De ahí al calabozo, del calabozo al talego y meses después a juicio.
El ministerio fiscal y dado que de mula se trataba -no había más que verle-, no aspiró sino a la mínima: 9 del vellón. Ladefensa y, como de costumbre, siendo de oficio, leyó el sumario el día anterior al juicio; nada que rascar, claro como el agua. Lo que nadie esperaba eran las dotes mímicas del encausado y su facilidad de expresión, claro, a su manera.
Finalizando la vista y cuando a su señoría se le ocurrió preguntar al reo: ¿Tiene algo que añadir?, no sospechaba ni por un instante que en ese fatídico momento abría la caja de los truenos. ¿Cómo que si tengo algo que añadir? Por supuesto, había que añadir y no algo, mucho, pensó Enrique mientras dio comienzó a su exposición de los hechos y circunstancias.

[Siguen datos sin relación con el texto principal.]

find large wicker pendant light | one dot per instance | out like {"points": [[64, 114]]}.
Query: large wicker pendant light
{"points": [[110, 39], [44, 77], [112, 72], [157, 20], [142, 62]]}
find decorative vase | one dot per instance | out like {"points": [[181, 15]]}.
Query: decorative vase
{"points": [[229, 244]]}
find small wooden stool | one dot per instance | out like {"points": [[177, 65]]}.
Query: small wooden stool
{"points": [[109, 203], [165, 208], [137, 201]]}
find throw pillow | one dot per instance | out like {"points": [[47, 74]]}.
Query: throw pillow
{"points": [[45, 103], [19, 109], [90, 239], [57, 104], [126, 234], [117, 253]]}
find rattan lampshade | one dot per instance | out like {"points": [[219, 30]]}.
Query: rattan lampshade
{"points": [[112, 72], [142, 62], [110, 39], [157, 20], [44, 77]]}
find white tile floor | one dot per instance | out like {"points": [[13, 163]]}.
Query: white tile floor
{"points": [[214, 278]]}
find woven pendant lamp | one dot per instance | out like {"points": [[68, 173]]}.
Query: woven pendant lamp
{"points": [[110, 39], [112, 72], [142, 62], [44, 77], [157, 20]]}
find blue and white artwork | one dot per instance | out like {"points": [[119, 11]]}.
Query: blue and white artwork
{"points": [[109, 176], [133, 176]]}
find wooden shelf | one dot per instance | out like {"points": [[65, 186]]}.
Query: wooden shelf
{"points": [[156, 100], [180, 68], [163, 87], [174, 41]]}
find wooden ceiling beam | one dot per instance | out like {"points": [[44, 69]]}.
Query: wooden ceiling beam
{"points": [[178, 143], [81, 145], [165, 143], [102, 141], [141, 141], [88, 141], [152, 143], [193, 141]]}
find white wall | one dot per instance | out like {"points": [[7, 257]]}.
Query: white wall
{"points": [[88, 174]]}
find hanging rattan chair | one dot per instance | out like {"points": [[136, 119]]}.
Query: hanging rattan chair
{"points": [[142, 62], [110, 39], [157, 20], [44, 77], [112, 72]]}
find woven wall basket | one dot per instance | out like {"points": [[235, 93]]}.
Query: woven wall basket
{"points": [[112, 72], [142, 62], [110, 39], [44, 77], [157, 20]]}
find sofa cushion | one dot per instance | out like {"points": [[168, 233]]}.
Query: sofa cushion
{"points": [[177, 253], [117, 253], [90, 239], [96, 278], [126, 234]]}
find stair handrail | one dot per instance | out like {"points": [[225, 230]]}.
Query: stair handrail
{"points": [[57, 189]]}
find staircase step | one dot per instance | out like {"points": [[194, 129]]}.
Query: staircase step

Al finalizar el acusado su diatriba, la duda de su señoría no radicaba en la cuantía de la pena sino en el lugar en que debería cumplirla: ¿En el talego, como era preceptivo, en una casa de locos extraviados, como era de recibo, o en un centro de menores, como sería lo suyo?
Interrupciones continuas, lloros, pataleos, babeos, moqueos y hasta una sonora ventosidad que éste expelió tratando de explicar fehaciente la postura que le obligaron a tomar durante su primer cacheo en prisión, fue la tónica de su intervención.
Cuando el juez y demás miembros de la sala al borde de un ataque de nervios veían para sentencia el caso de Enrique, optaron a su vez por tomarse unos días de asueto.
La condena impuesta fue de cuatro años y medio y motivada por, tal y como dictaba la sentencia, “...el que, por sufrir alteraciones en la percepción de la realidad desde el nacimiento o desde la infancia, tenga alterada gravemente la conciencia de la realidad”.
Su abogado le felicitó por su maravillosa actuación. Él, por el contrario, sé felicitó por su inteligente defensa.